Cette ville de la région Analanjirofo sert de « base de lancement » pour atteindre quatre autres villes souffrant de l’éloignement géographique, à savoir sa voisine Mananara Avaratra, Antalaha pour la région Sava et Bealanana et Mandritsara pour la région Sofia.

Le temps est venu cette année pour le Programme Impact d’étendre l’exploitation de la technologie de drone à la région Atsinanana où le district de Toamasina II est choisi pour servir de pilote. Le lancement officiel pour celui-ci a eu lieu en mars en présence du ministre malgache de la Santé publique, le Pr Zely Arivelo Randriamanantany, et des représentants des partenaires.
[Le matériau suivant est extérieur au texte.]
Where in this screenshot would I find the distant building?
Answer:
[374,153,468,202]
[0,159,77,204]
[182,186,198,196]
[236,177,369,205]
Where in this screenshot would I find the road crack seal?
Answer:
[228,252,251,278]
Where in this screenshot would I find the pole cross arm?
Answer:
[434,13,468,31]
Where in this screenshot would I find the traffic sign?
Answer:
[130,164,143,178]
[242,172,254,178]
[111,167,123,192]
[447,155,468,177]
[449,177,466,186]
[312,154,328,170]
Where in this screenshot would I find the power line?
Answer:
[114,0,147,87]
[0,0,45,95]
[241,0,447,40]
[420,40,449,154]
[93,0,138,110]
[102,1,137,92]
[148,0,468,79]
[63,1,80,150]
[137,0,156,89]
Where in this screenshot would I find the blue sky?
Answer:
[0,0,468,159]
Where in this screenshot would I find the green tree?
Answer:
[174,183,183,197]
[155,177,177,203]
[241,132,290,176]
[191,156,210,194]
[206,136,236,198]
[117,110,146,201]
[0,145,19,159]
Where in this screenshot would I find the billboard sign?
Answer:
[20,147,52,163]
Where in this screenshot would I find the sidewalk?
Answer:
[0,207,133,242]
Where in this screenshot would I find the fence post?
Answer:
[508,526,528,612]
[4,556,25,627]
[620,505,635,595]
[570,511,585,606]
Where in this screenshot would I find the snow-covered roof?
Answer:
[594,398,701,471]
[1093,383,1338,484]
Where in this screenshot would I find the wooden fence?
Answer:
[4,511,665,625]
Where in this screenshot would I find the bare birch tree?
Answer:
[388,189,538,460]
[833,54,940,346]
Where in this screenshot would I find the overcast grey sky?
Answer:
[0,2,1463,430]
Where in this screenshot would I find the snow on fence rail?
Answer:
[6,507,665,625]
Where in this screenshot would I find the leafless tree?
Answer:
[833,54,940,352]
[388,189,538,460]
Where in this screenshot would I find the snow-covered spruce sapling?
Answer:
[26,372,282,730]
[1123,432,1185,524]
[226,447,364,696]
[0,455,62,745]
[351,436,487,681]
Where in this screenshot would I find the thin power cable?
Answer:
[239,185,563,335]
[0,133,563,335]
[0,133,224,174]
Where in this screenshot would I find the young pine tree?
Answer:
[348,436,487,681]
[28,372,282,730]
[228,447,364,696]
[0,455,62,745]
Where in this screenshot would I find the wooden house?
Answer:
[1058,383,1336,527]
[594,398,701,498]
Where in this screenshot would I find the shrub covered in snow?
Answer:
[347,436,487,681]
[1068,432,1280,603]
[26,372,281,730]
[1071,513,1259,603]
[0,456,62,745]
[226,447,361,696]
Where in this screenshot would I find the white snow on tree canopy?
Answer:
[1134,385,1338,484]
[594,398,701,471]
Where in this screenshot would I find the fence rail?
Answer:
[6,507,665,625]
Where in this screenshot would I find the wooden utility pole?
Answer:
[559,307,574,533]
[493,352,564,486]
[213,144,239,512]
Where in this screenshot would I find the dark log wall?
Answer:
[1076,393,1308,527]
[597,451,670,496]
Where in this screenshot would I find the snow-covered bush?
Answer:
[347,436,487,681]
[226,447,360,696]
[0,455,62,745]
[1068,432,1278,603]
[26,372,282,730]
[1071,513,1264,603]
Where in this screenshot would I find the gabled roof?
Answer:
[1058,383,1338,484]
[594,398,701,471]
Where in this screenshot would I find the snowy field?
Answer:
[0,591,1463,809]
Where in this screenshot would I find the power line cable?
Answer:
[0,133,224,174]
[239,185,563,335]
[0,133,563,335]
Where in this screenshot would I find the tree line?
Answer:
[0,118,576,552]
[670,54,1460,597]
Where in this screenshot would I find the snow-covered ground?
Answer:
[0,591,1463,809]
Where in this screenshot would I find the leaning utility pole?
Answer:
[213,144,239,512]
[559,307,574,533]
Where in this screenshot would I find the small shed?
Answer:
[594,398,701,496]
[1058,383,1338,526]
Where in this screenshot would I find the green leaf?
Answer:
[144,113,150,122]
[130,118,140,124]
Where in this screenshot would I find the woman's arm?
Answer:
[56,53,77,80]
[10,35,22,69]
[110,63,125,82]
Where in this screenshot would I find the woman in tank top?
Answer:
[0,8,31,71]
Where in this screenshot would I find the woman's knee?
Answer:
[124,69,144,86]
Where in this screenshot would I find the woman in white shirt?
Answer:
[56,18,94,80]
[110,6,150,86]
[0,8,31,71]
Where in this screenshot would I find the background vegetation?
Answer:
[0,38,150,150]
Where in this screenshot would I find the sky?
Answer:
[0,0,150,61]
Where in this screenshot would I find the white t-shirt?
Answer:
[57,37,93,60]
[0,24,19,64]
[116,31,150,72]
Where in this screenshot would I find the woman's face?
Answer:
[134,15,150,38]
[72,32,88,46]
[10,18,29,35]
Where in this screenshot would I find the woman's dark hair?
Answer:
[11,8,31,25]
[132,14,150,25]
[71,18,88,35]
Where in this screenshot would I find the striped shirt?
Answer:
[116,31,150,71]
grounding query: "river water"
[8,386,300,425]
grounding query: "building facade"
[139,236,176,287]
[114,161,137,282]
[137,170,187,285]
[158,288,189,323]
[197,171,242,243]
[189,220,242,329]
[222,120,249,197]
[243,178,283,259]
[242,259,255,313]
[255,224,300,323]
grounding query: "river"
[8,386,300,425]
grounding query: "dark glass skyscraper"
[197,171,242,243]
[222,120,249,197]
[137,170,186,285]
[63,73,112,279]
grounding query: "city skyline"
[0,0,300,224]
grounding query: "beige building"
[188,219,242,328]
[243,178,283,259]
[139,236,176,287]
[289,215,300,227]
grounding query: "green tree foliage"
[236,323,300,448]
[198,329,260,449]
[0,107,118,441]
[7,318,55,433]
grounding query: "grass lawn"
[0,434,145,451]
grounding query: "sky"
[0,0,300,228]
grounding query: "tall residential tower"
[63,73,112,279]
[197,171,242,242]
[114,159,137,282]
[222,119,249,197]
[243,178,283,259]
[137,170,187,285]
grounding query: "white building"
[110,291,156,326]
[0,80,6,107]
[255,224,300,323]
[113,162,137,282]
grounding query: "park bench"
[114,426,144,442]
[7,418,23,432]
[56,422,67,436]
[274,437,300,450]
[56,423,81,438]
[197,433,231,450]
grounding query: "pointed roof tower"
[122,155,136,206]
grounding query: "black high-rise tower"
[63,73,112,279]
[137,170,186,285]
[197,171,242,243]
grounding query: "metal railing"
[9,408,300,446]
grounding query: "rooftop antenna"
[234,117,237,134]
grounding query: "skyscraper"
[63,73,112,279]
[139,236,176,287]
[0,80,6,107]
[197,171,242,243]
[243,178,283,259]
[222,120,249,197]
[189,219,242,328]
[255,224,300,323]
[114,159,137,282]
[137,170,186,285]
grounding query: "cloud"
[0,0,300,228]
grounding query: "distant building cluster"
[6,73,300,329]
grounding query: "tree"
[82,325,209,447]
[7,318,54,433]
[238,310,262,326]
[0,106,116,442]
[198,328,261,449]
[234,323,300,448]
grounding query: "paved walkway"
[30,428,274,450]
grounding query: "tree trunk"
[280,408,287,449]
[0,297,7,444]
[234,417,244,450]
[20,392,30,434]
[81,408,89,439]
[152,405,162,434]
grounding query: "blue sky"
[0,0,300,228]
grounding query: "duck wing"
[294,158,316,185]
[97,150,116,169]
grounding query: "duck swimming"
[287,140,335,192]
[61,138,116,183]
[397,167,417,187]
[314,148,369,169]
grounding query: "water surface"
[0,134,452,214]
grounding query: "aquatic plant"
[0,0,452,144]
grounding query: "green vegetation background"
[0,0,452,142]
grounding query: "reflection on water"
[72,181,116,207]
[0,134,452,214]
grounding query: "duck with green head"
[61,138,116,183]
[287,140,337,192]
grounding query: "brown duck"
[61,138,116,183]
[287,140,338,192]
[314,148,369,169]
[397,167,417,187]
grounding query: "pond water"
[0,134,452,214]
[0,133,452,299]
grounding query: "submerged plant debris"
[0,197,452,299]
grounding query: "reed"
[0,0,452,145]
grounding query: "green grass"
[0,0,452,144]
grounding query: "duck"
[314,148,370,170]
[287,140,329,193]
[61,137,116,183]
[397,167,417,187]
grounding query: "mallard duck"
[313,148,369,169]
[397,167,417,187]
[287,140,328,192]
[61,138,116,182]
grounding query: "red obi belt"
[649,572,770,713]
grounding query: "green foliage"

Les livraisons par drones sont programmées presque toutes les semaines suivant les plannings de commande des CSB. Spécifiquement conçus pour être adaptés aux conditions climatiques locales, ces gadgets technologiques transportent chacun une charge limitée à 10 kg par vol à une vitesse de 100 km/h. Leur autonomie est de 100 km en aller et de 100 km au retour. Les livraisons sont reportées en cas de mauvais temps.

Drones Madagascar
Les drones peuvent transporter jusqu'à 10 kg de médicaments.
Crédit : Programme Impact Madagascar

Le système de largage est privilégié car l’atterrissage de ces appareils volants pourrait causer des accidents. « Au point de largage, les drones lâchent les paquets équipés de parachutes qui s’ouvrent automatiquement », précise Florent Rakotonirina, conseiller régional en logistique Atsinanana pour le Programme Impact.

Les deux drones au service de Toamasina II effectuent chacun deux ou trois vols pour un CSB dans le cas où les besoins exprimés par celui-ci excèdent le poids autorisé. Parfois, le gabarit des emballages de certains produits pose un inconvénient à l’empaquetage : les grosses boites rentrent difficilement dans les cargos.

Et après ?

La livraison par drones à elle toute seule résout un pan de difficultés auxquelles sont confrontés les CSB dans les zones reculées. Malgré cela, Ramarosaona est soucieuse pour le futur. « Nos vieux problèmes se réactualiseront sûrement à l’arrêt du projet », s’inquiète-t-elle. En effet, le Programme Impact Madagascar prendra fin en septembre 2023.

Beaucoup de districts de santé de l’île ont besoin de service des drones pour le même motif. La décision de perpétuer l’initiative au-delà de cette date dépendra des décisions en haut lieu du côté gouvernemental et du côté des partenaires à la fois, selon une source requérant l’anonymat auprès du porteur de projet.